I have to say I'm really looking forward to this!


----------



## Steve (Jun 16, 2009)

MattJ said:


> It's on! A female MMA fight as the headlining match, with 5 minute rounds:
> 
> http://sports.yahoo.com/mma/news?slug=dm-blockbusters061509&prov=yhoo&type=lgns
> 
> ...


Oh yeah!  Strong muay thai on both sides.  I am very excited to watch this!


----------



## James Kovacich (Jun 16, 2009)

Lucky me that my location for live fights!


----------



## Tensei85 (Jun 17, 2009)

This fight should be awesome! And if not at least there's a hot chick involved like Carano. Always a plus!


----------



## Tez3 (Jun 17, 2009)

Tensei85 said:


> This fight should be awesome! And if not at least there's a hot chick involved like Carano. Always a plus!


 
Oh dear! Do you have to be quite so blatent about it ? 
The fight may not go ahead, Carano hasn't made weight for any of her fights yet, be interesting if she can do the professional thing this time. Shes a good fighter just needs to sort out what she wants to be.


----------



## MattJ (Jun 17, 2009)

Well, Cyborg did not make weight for her last fight, either. So maybe it won't be a big deal. Can anyone say "catch-weight", LOL? :erg:


----------



## Tez3 (Jun 17, 2009)

MattJ said:


> Well, Cyborg did not make weight for her last fight, either. So maybe it won't be a big deal. Can anyone say "catch-weight", LOL? :erg:


 
Perhaps they are both trying to pile the weight on lol! :dramaqueen:


----------



## Andrew Green (Jun 17, 2009)

MattJ said:


> Well, Cyborg did not make weight for her last fight, either. So maybe it won't be a big deal. Can anyone say "catch-weight", LOL? :erg:



Not going to lie, my first thought was "Will either of them make weight?"

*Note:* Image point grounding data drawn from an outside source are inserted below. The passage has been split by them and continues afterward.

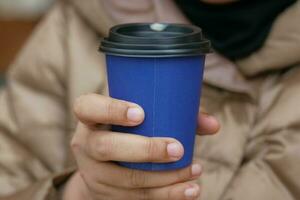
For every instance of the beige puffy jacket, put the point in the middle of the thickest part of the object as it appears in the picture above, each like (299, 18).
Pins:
(256, 155)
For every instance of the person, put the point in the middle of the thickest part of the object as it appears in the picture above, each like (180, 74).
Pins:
(251, 86)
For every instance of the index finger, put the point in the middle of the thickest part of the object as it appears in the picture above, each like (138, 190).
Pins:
(94, 109)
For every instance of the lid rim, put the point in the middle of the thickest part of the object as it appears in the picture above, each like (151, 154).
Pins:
(188, 39)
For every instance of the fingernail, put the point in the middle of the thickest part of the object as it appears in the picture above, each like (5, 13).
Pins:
(174, 150)
(196, 169)
(191, 193)
(135, 114)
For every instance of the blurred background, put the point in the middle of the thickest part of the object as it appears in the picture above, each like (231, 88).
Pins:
(17, 20)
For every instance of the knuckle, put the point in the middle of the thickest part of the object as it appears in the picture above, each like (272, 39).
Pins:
(144, 194)
(183, 174)
(137, 179)
(152, 149)
(116, 110)
(78, 104)
(104, 147)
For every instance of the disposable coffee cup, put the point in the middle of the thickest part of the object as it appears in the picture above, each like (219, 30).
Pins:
(160, 67)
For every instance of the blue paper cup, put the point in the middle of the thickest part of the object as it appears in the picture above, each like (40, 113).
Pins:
(160, 67)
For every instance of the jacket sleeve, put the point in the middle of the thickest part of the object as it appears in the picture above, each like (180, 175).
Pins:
(33, 116)
(271, 168)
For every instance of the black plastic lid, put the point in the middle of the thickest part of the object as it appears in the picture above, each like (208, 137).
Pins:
(155, 40)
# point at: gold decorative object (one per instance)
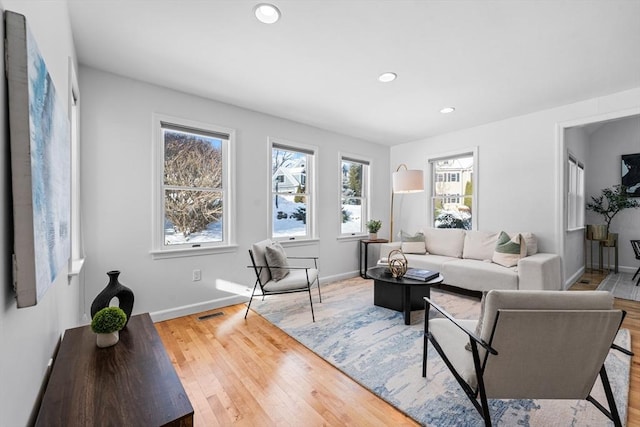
(397, 263)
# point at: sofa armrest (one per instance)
(540, 272)
(385, 248)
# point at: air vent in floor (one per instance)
(209, 316)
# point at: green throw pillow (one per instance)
(413, 244)
(509, 250)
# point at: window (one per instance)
(452, 190)
(354, 179)
(575, 194)
(193, 181)
(292, 191)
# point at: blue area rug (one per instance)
(621, 285)
(374, 347)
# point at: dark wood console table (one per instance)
(131, 383)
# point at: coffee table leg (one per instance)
(406, 304)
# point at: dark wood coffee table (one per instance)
(401, 294)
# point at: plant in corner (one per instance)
(611, 202)
(373, 225)
(106, 324)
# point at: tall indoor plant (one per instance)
(610, 203)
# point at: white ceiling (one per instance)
(319, 64)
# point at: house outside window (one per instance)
(292, 191)
(575, 194)
(453, 201)
(354, 201)
(193, 191)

This one is a title fight though, if they miss weight they can't take the belt home, so maybe that will make a difference.


----------



## Steve (Jun 17, 2009)

Tez3 said:


> Oh dear! Do you have to be quite so blatent about it ?
> The fight may not go ahead, Carano hasn't made weight for any of her fights yet, be interesting if she can do the professional thing this time. Shes a good fighter just needs to sort out what she wants to be.


Cyborg has trouble making weight, too. These are two big, strong girls with good technique. Even if they end up at a catch weight, I'm looking forward to the match.

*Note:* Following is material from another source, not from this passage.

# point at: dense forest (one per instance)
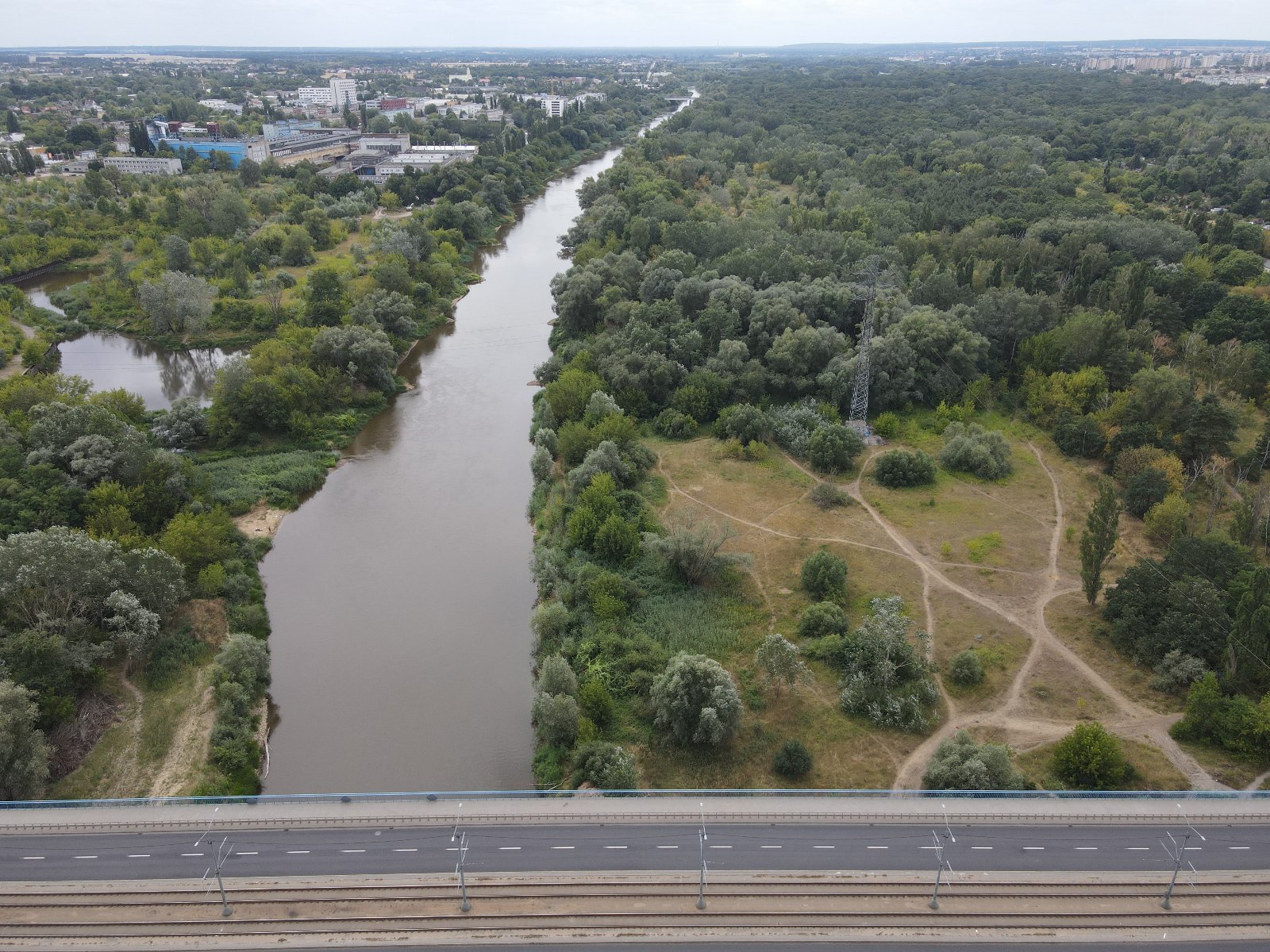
(1077, 253)
(116, 524)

Edit:  Ah, looks like I'm not the only one who thought this.


----------



## Tez3 (Jun 17, 2009)

stevebjj said:


> Cyborg has trouble making weight, too. These are two big, strong girls with good technique. Even if they end up at a catch weight, I'm looking forward to the match.
> 
> Edit: Ah, looks like I'm not the only one who thought this.


 
I think it's the first time Carano has met someone who could well beat her on her own terms lol rather than her own organisation setting the rules all the time! should be good, I so hope this is going to be a good ad for female fighting!


----------



## CoryKS (Jun 17, 2009)

stevebjj said:


> Oh yeah! Strong muay thai on both sides. I am very excited to watch this!


 
Second that.  I like watching the muay thai fighters.  

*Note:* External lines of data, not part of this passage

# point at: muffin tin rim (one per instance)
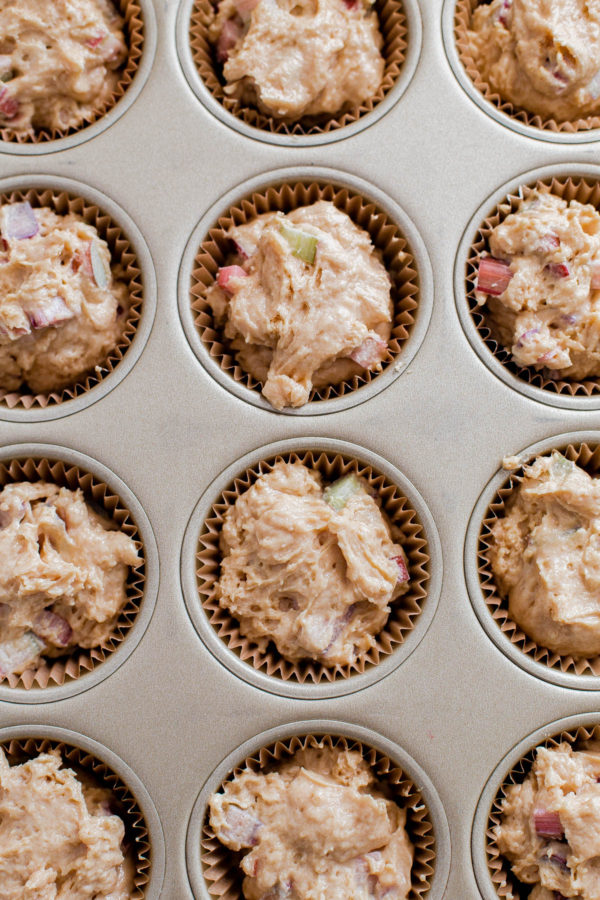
(338, 728)
(125, 773)
(476, 595)
(151, 561)
(215, 108)
(497, 778)
(144, 259)
(245, 671)
(109, 118)
(340, 179)
(541, 134)
(556, 170)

BTW, where do you catch the Strikeforce fights?  Are they on PPV like UFC?


----------



## thetruth (Jun 20, 2009)

If it's their 1st womens champ who cares what weight it is at??    As long as Gina looks hot and smacks Cyborgs *** I don't care.    Not too fat though thats not fun to watch.

Cheers
Sam

Oh and to any women who complain who do you prefer, Tank Abbott or Urijah Faber????           I thought so.


Cheers again


----------



## Tez3 (Jun 20, 2009)

thetruth said:


> If it's their 1st womens champ who cares what weight it is at?? As long as Gina looks hot and smacks Cyborgs *** I don't care. Not too fat though thats not fun to watch.
> 
> Cheers
> Sam
> ...


 

Silly man. 

Cyborg to win.


----------



## MattJ (Jun 20, 2009)

thetruth said:


> If it's their 1st womens champ who cares what weight it is at?? As long as Gina looks hot and smacks Cyborgs *** I don't care. Not too fat though thats not fun to watch.
> 
> Cheers
> Sam
> ...


 
LOL. Good point. 

Speaking of weight (or not) ...........

http://mma.fanhouse.com/2009/06/18/gina-carano-cris-cyborg-dont-want-to-say-what-they-weigh/

Yeah, Tez. I don't see Gina winning this unless she has really sharpened her striking.


----------